Here is a quick break down as to why this move is so beneficial, how to do them at any level, and a quick set you can do to work off your boozy or carb-y weekend.
The ultimate full body exercise burpees have been implemented into workout routines for anyone from our troops (God bless ‘em) to elite athletes. This one exercise tests strength, endurance, and aerobic capabilities. With each rep you continually work your chest, arms, shoulders, legs and core. Trust, you’ll feel this burn almost immediately. In fact, due to the high intensity nature of burpees you’ll burn up to 50% more fat than conventional strength training, and because of this your metabolism continues to burn calories for hours post workout. It is so efficient and you really don’t need to have a lot of time on the clock to create this afterburn effect. That’s a lot of bang for your buck.
To do a burpee you don’t need weights, a gym, equipment or even a lot of space. All you need is you.
- Begin in a squat position with hands on the floor in front of you.
- Kick your feet back to a pushup position leaning into your shoulders.
- Immediately return your feet to the squat position.
- Jump up as high as possible from the squat position. Power up off your feet and let that burn shoot through the quads.
That’s it! The basic burpee. The key is to perform each rep quickly and one right after another in order to get the conditioning benefits this exercise is (in)famous for.
If you’re just starting out and need a modification, take out the leap or the jump and return to standing position. Push your hips as you stand up so that your glutes are fully engaged as you finish the rep and get ready to have at it again.
Totally a pro and looking to take things up a notch or two?

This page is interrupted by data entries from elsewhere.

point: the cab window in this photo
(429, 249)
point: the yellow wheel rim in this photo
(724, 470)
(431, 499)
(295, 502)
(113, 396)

Try these challenge moves to make the most out of your burpees!
Burpee with Chest Down: Perform the burpee normally, but after you kick out your feet to a push-up position, lower your chest to the ground and then push yourself back up. Sound like a push-up? It’s not, your hips will follow so the majority of your body will be on the floor right before you stand back up.
Burpee with Push Up: A step above the Chest Down. Do the burpee normally, but after you kick out your feet to a push-up position, add in the full push up.
Burpee with Spiderman Push Up: Again, a step above the push up. Do the burpee normally, but as you kick your feet back do a spiderman push up, bringing your right knee to your right elbow as you lower your chest to the ground. Bring your right leg back to an upright push up position and do the same with the left leg as you bring your chest to the ground. Yowza!
Burpee with Pull Up: Stand underneath a pull-up bar high enough that you have to jump to reach it. Perform a burpee normally, but when you leap up grab the bar and knock out the pull-up. Hold up, do you hear that?! That’s the sound of your fat crying.
Choose one of the variations above and do a DESCENDING workout beginning with 10 reps, taking a 60 second recovery, and then moving down to 9 reps, 8 reps, 7 reps, etc. Don’t give yourself more than 60 seconds of rest especially as you get down to the lower reps, it’s supposed to be hard.
Burpees are a total b*tch but they are so worth it and will not only make you stronger, but improve your abilities in all other facets of fitness. So what are you waiting for?! Drop and give me some.